1999: Gardner-Webb Women’s Track & Field added as a varsity sport, finishes 4th nationally indoors and 5th nationally outdoors in first Division II season.
1999: Gardner-Webb Swimming added as a varsity sport, finishes 14th nationally in first Division II season.
2000: Gardner-Webb Women’s tennis advances to NCAA Division II Regional Tournament for the second season in a row.
2000: Gardner-Webb’s Sylivia Chelimo, Nicole McLain and Julia O’Neal combine to win five individual Division II national titles in Track & Field.
2000: Gardner-Webb’s Melissa Smith swims to NCAA Division II individual national title.
2000: Gardner-Webb Women’s swimming wins the first of four-straight Northeast Conference championships.
2005: Gardner-Webb Women’s soccer star Leeanna Woodworth leads NCAA Division I in scoring.
2007: Terra Wilson swims to Gardner-Webb’s first NCAA Division I All-America honor.
2010: Gardner-Webb Women’s basketball wins the Big South Conference regular season championship.
2011: Gardner-Webb Women’s basketball wins Big South Conference Tournament, earns automatic bid to the NCAA Division I Championship.
2015: Gardner-Webb Women’s lacrosse added as a varsity sport.
2016: Citing Title IX, the Obama administration says transgender students at public schools must be allowed to use the bathroom or locker room that matches their gender identity.

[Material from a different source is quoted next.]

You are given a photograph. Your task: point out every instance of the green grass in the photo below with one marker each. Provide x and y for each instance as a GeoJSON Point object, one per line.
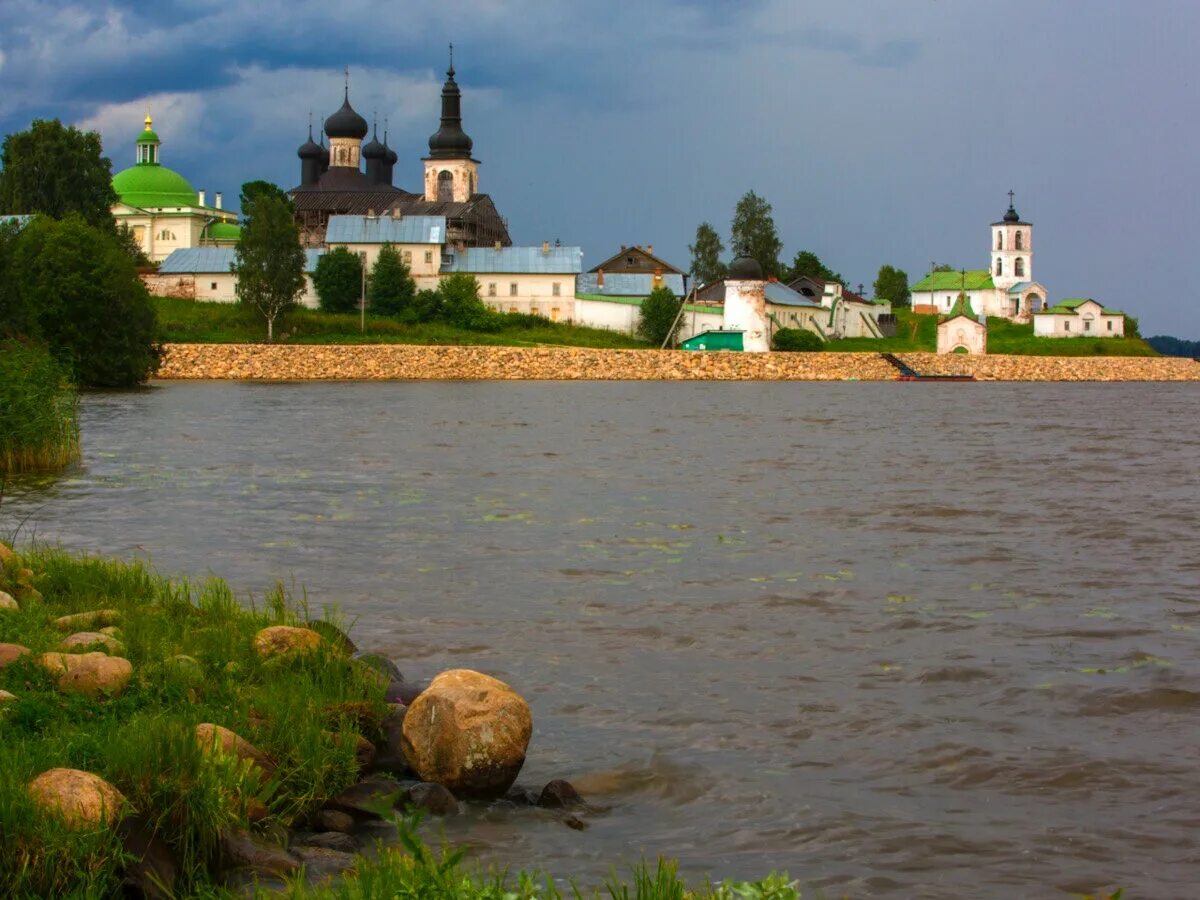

Hillary Clinton becomes the first woman to win a major party nomination for president.
2020: New Title IX amendments take effect, largely regarding sexual harassment.
2021: Report rips NCAA for failing to uphold its commitment to gender equity by prioritizing its lucrative Division I men’s basketball tournament “over everything else,” including women’s championship events.